Hey, gold mining buffs! How’s your appetite? For risk, I mean.
Gold prices spiked $7, or 0.6 percent, higher last week. Mining stocks fared better. WAY better. Some more “way” than others. Ordinarily, junior mining shares are most volatile, rising and falling to a greater degree than larger gold producers.
But last week, things went topsy-turvy. The VanEck Vectors Gold Miners ETF (NYSE Arca: GDX), a portfolio tracking more than four dozen of the majors, popped up by 3 percent, outpacing a 1.6 percent uptick in the VanEck Vectors Junior Gold Miners ETF (NYSE Arca: GDXJ). GDXJ amalgamates the performance of nearly six dozen mostly early-stage companies. Two-thirds of GDX companies are large- or mid-caps; nearly all GDXJ components are small- or micro-cap outfits.

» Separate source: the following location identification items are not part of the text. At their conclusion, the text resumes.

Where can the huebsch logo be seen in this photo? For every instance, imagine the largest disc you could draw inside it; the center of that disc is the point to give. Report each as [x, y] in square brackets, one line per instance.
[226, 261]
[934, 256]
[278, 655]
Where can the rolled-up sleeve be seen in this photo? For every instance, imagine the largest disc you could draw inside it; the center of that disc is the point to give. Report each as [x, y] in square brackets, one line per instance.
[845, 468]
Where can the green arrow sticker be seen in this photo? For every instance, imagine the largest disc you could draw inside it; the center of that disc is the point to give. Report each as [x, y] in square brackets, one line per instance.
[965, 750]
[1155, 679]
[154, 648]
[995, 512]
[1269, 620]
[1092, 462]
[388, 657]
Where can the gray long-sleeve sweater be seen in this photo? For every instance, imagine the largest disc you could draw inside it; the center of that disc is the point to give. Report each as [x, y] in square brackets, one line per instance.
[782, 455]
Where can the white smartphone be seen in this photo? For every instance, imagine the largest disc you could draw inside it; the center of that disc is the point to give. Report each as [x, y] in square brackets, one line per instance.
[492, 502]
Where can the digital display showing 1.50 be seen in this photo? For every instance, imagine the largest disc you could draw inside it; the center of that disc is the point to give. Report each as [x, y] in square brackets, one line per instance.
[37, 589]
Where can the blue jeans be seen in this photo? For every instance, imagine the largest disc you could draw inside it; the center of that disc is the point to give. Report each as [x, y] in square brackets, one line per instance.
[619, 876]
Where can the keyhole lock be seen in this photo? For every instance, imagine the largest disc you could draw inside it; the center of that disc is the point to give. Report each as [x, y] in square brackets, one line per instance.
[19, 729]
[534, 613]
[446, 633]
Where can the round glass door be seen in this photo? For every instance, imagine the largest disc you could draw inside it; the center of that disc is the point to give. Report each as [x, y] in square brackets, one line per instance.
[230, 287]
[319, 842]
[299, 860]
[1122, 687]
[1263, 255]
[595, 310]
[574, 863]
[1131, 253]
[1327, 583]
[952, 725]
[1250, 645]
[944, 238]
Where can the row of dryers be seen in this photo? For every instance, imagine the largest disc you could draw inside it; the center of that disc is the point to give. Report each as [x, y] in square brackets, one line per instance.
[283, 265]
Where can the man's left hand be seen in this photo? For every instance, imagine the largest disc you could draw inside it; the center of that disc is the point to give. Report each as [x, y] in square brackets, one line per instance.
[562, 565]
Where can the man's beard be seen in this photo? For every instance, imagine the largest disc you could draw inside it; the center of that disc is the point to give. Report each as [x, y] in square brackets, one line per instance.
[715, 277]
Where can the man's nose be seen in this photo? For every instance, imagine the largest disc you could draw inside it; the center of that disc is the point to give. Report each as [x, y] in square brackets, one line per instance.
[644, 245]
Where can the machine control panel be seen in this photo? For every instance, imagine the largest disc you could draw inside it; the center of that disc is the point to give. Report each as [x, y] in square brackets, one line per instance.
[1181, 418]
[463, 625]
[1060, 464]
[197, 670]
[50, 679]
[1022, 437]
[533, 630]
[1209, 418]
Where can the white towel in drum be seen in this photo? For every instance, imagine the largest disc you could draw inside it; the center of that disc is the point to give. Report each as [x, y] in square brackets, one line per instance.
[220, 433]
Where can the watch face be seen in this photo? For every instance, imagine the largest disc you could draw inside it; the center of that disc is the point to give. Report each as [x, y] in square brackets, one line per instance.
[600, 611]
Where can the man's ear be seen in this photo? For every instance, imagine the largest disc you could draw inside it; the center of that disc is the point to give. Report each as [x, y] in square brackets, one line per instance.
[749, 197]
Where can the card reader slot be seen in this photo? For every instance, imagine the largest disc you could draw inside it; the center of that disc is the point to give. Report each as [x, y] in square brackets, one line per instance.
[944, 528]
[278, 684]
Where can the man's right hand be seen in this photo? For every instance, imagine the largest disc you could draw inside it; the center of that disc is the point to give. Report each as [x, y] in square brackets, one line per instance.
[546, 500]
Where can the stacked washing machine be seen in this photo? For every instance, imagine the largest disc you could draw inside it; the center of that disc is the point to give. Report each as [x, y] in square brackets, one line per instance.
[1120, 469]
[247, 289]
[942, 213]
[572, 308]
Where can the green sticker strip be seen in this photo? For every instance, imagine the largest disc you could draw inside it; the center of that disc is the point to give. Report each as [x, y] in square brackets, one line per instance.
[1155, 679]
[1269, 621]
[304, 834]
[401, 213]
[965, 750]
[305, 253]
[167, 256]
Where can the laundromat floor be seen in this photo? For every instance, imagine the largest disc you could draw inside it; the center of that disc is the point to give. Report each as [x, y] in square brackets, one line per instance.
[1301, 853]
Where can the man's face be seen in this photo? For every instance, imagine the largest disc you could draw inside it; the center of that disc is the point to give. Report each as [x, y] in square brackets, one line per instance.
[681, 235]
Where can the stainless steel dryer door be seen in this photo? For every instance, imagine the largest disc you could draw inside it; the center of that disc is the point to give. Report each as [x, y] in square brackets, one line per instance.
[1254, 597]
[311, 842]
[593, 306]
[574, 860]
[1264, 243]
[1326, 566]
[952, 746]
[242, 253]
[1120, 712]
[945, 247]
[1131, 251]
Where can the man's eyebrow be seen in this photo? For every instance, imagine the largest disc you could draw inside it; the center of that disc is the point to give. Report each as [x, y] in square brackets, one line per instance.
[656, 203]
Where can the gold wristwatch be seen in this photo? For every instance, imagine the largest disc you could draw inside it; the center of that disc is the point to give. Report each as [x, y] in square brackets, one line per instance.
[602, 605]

Aggressive investors like the levered returns that juniors provide. You can see how juniors outperformed the majors back in 2010 while gold was still rising to record highs. The chart below illustrates investor enthusiasm for risk in the mining sector. It’s really nothing more than a ratio of GDXJ’s price to GDX’s, adjusted for stock splits. When investors’ risk appetite increases, GDXJ outdoes GDX. When investors pull in their horns, GDX does better, meaning it falls at a slower pace than GDXJ.
Major turns in risk appetite often telegraph shifts in the bullion market. You can see the downturn in the miners ratio in late 2010-early 2011 which telegraphed gold’s peak price three months later. The December 2015 bottom in gold prices was preceded by an upturn in risk appetite earlier in the spring.
Last week’s price action in gold and the miners wasn’t very bullish. It was anemic, really. That’s not to say that gold doesn’t have upside potential. It may very well break out of its long-term funk in the near future. For a breakout to be sustainable, though, people need to be hungry for change. What we saw last week was a muted appetite for risk.